HACKER Q&A
📣 antihero

What is the best way for juniors to find work in 2021


Back when I started out fifteen years ago, programming was a fairly uncommon activity. There was little in the way of bootcamps, so your competition was mostly other self-taught teenagers. Now, these days, you're competing withe a huge amount of people who've skilled up in good practises from the get-go, and there's also much more competition from outsourced tech-shops in places like Eastern Europe who have a far better reputation than more old school progammer mills.

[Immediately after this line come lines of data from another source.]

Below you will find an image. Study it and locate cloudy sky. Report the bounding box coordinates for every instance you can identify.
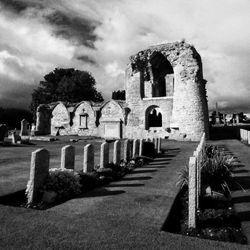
[0,0,250,112]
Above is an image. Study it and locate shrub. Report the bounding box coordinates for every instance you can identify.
[42,168,81,201]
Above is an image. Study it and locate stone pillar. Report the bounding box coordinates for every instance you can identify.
[139,139,144,156]
[20,119,29,136]
[27,149,49,204]
[247,131,250,145]
[83,144,95,173]
[61,145,75,169]
[113,140,121,164]
[0,124,8,142]
[124,140,131,162]
[132,139,140,158]
[157,137,161,154]
[100,142,109,168]
[188,157,197,228]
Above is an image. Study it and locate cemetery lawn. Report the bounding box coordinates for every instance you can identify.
[0,137,248,249]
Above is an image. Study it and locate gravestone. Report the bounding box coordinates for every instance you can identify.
[11,131,21,144]
[157,137,161,154]
[113,140,121,164]
[61,145,75,169]
[83,144,95,173]
[188,157,197,228]
[139,139,144,156]
[132,139,140,158]
[100,142,109,168]
[27,149,49,204]
[124,140,131,162]
[0,124,8,142]
[20,119,29,136]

I have a smart friend here in the UK who's been working in technical support, re-skilled at a bootcamp, seems to know what he's doing, but finding a job now things are hyper-competitive is proving really difficult. He managed to bag one job but the COO basically unfortunately pushed him towards running their support department so he didn't get as much experience coding as he'd have liked. What best avenues would he have for finding an actual programmer job?


  👤 aristofun Accepted Answer ✓
I always tell beginners — Build up a portfolio of good looking pet projects!

Let your deals speak for you.

(Together with good algo prep) you’ll find how much companies are starving for good developers who can do something, not just write resumes and go to bootcamps. On any level of experience.


👤 znpy
1. Define what you want to do (position, technologies involved, the kind of company you're looking for).

2. Look for companies that match, go for quantity over quality

3. Start interviewing, pay attention to the feedback (including body language from both the HR people and the tech interview people)

4. Try and adjust your profile (and cv/résumé) basing on the feedback from step 3

5. Goto 1, basically


👤 giantg2
I'm a midlevel. Following this for ideas if I get fired.